Drones Lift Hopes for Humanitarian Logistics

- Heather Gawronski-Salerno

In May, the UPS Foundation announced it would grant $800,000 to fund a partnership between Rwanda’s Ministry of Health, drone manufacturer Zipline, and the vaccine alliance Gavi to begin a one-year program whose goal is to deliver blood supplies across Rwanda.

"Our mission is to deliver critical medical products to hospitals and health centers that are basically unreachable with standard modes of transportation,” said Keller Rinaudo, Zipline co-founder and CEO. “Patients frequently die because of lack of access to a basic medical product that exists in a central warehouse 75 kilometres away but can't make it out that final mile to the person who needs it."

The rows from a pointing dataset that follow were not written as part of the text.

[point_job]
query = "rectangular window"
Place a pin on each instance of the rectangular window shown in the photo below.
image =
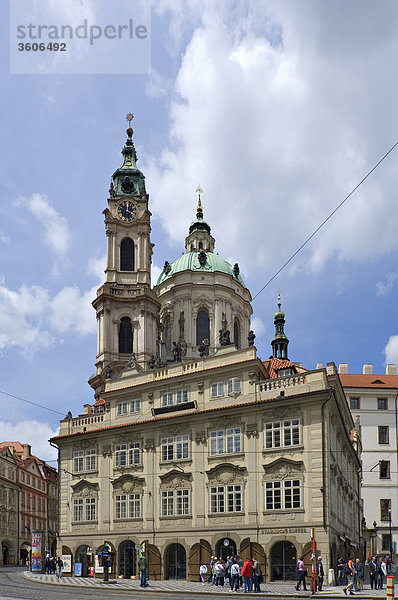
(120, 455)
(175, 448)
(225, 441)
(234, 385)
(383, 434)
(283, 433)
(385, 542)
(120, 506)
(355, 403)
(121, 409)
(382, 403)
(284, 494)
(385, 505)
(173, 398)
(217, 390)
(226, 498)
(384, 469)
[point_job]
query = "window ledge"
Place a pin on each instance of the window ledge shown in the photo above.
(165, 517)
(281, 511)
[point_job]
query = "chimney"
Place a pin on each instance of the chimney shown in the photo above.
(391, 369)
(26, 451)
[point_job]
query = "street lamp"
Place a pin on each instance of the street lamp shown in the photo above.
(389, 522)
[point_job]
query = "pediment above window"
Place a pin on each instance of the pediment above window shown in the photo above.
(283, 468)
(128, 483)
(85, 488)
(176, 479)
(226, 473)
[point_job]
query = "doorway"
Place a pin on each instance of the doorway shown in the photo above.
(283, 562)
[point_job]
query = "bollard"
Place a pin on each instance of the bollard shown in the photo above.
(390, 587)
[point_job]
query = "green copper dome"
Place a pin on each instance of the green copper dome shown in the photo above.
(190, 262)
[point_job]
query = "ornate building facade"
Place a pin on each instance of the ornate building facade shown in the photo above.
(194, 445)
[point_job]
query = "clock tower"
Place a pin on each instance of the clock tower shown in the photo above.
(126, 306)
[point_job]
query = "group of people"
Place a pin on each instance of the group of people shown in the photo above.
(350, 574)
(54, 566)
(233, 572)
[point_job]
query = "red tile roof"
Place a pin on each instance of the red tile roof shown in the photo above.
(369, 381)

Rutted roads, weather, civil unrest, natural disasters: there are various reasons medical supplies don’t get where they need to be in time. This initiative could potentially bypass such obstacles by readying fifteen drones capable of reaching speeds as high as 87 miles per hour, able to deliver medical supplies to locations in under 30 minutes.

Professor Karen Smilowitz leads the humanitarian logistics research team in Department of Industrial Engineering and Management Sciences at Northwestern University. The team explores such challenges as vehicle routing in relief efforts, working to provide relief agencies with the analytical framework they need to make effective distribution decisions.

“The state of transportation networks immediately after a disaster can be highly uncertain, and routing relief and damage assessment vehicles given this uncertainty is challenging,” said Smilowitz. “Drones could provide a viable alternative.”

The drone project will initially focus on delivering blood, but the intent is to expand deliveries to vaccines and treatments for HIV/AIDS, malaria, tuberculosis, and other illnesses.